「あたしも病気になればよかったかな」

土産の餃子をつまみながらエリコが言う。

「丈夫にできてるんだね」

「そうかもね。たまにお腹こわすくらい」

そう言いながらエリコは缶ビールを飲みほした。

「食べ過ぎに、飲み過ぎだね」

「やっぱりヒロさんの焼いた餃子が一番おいしい。

あたしが焼くとこんなにうまく焼けないの」

「説明書通りに焼いているだけだよ」

「用事はすんだの」

「もう少しかな。買い物とかもしたいし、

しばらくいてもいいでしょう」

「かまわないよ」

少し前までは普通の日常だったのに、

今はこんな会話が懐かしく感じられる。

「お酒飲んじゃったの。

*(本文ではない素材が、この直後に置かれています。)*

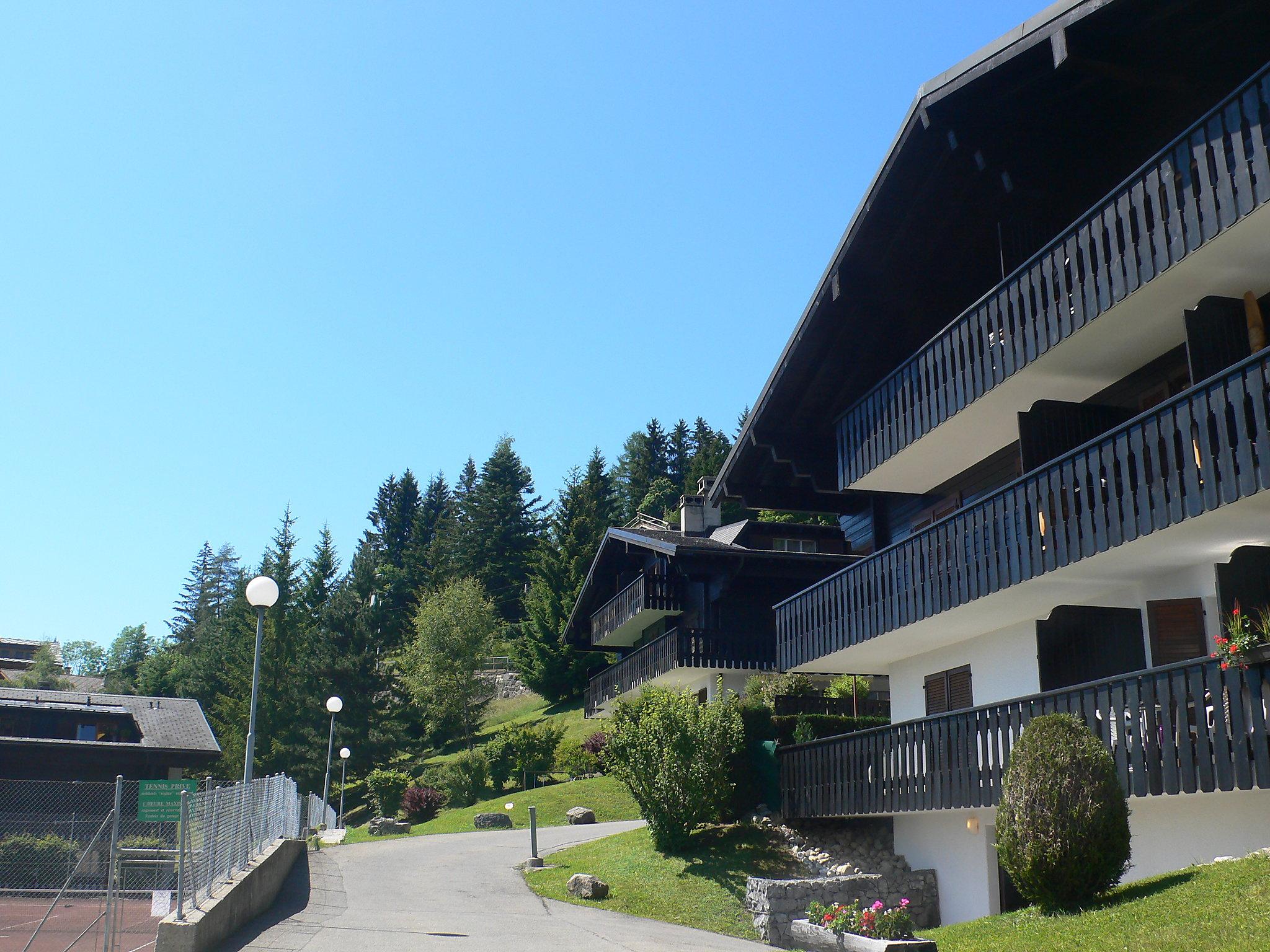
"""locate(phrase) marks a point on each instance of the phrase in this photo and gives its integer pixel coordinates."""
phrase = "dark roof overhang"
(993, 157)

ジンと・・・」

「ベルモット」

「そう、そのベルモットとジン。

キッチンに空きビンが置いてあった」

気づかれてしまったようだ。

エリコもちょっとは変わったのかな。

多分以前なら気づかなかったような気がする。

「最近考えることが多くてね」

エリコが僕のほうをじっと見ている。

そしてニヤリと笑う。

少し目が泳いでいるような気がした。

そんなに酔っているとも思えない。

僕は自分の部屋に行って、

新しく買ったジンとベルモットを持ってきた。

「片方はビンが違うね」

ジンは前と同じボンベイサファイアだけれど、

ベルモットはフランス産の

ノイリープラットを買ってきた。

もともとドライ・ベルモットはフランスが発祥らしい。

「ネットで調べたらこれがいいらしいんだ」

僕はグラスと氷を用意し、

グラスいっぱいに氷を入れた後

ジンとベルモットを注いだ。

そして「飲むよね」とエリコに言う。

エリコはうれしそうにうなずいた。